I learned that blogging for money depends very much on networking. You have to build your site up so that it becomes prominent. You’ve got to up your PageRank (Google’s rating) and your Alexa rating (which is entirely flawed). You’ve got to make it so that advertisers would pay to advertise on your site. But John Chow says that’s only a third of how he makes his money. He makes heavy use of affiliate links, earning money from commissions on the products he suggests to his readers.The problem is, I haven’t got a proper topic that can be monetized. If I were to focus on a particular niche, it would have to be one of my passions: romance, writing, technology, gaming, maybe food. The problem is that these niches are filled. The only arena in which I would stand a chance would be romance. But what can I sell? Where can I earn money? Where would the revenue be coming from?

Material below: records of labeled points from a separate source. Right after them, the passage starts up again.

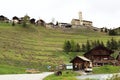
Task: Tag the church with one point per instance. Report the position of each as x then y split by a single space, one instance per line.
81 22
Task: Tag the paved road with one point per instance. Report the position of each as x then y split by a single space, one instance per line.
95 76
25 76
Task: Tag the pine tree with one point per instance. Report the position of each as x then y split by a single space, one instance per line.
73 46
114 44
77 47
108 45
83 48
88 46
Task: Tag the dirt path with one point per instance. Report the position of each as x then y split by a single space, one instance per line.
25 76
95 76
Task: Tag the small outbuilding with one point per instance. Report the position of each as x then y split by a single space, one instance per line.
81 63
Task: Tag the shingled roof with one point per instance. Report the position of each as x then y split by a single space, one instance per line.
80 57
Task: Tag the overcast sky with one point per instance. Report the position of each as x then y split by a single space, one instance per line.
103 13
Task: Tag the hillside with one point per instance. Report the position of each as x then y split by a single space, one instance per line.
38 47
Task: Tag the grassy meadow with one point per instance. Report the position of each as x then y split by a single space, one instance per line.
38 47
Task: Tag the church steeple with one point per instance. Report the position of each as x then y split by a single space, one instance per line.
80 18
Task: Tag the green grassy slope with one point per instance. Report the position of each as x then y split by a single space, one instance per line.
37 47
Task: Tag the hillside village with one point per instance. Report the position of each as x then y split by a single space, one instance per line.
75 23
40 50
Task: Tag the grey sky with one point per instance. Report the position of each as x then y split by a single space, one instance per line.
103 13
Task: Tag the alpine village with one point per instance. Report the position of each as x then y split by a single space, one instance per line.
77 48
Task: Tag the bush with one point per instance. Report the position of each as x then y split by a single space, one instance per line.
115 77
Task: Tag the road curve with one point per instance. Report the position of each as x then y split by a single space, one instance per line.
40 76
95 76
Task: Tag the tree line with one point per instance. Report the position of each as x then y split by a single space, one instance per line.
72 46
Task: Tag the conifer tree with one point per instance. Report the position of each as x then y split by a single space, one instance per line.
88 46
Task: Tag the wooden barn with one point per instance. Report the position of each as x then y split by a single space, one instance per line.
80 63
100 56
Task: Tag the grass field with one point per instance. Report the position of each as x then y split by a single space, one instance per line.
38 47
66 75
107 69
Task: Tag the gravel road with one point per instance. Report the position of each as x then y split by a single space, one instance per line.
25 76
95 76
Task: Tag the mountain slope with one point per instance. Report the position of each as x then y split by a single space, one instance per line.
38 47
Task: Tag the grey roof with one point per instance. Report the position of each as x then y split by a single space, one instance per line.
83 58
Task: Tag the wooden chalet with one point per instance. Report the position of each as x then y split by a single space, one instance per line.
100 56
80 63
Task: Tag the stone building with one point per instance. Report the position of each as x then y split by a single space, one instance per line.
81 22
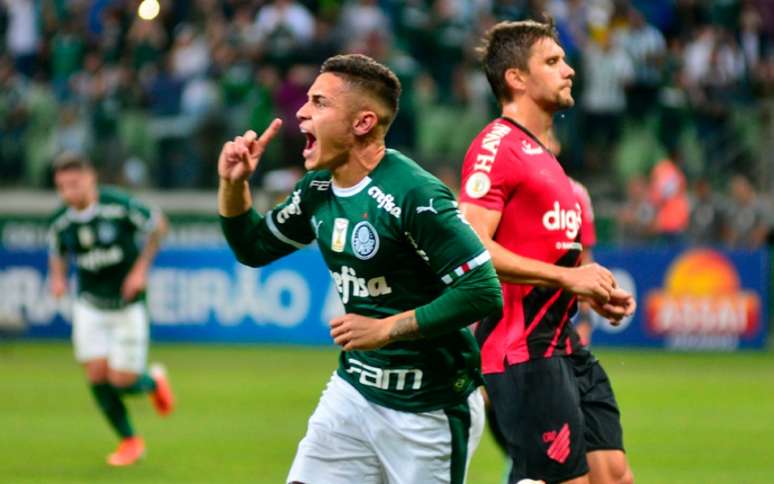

I’ve already lambasted Internet dating sites and proclaimed my disdain for speed dating.The only thing I can market is my lifestyle. The only thing I can pass on to others is my philosophy of free independent thinking and old school values. I can only teach people to become more unique, to become more like themselves by finding their nature and finding their voice. I have no books to hawk, I have no services to sell. What I have to offer are intangibles. Information can be sold, but realistically, there are already tons of self-help books out there, making my own personal brand of happiness and success an extremely tiny niche. Unless I somehow gain a massive following of people who subscribe to the values that I put forth and the philosophy that guides my actions, I don’t think I’d have much to sell.

Honestly, even if I did have a following, I wouldn’t want to sell them anything. I’d just be satisfied that I have people who agree with me, people who share a common base of values, that I’ve changed someone’s life, even if it’s just a little bit. I suppose this is why I’m not some Internet dot com mogul.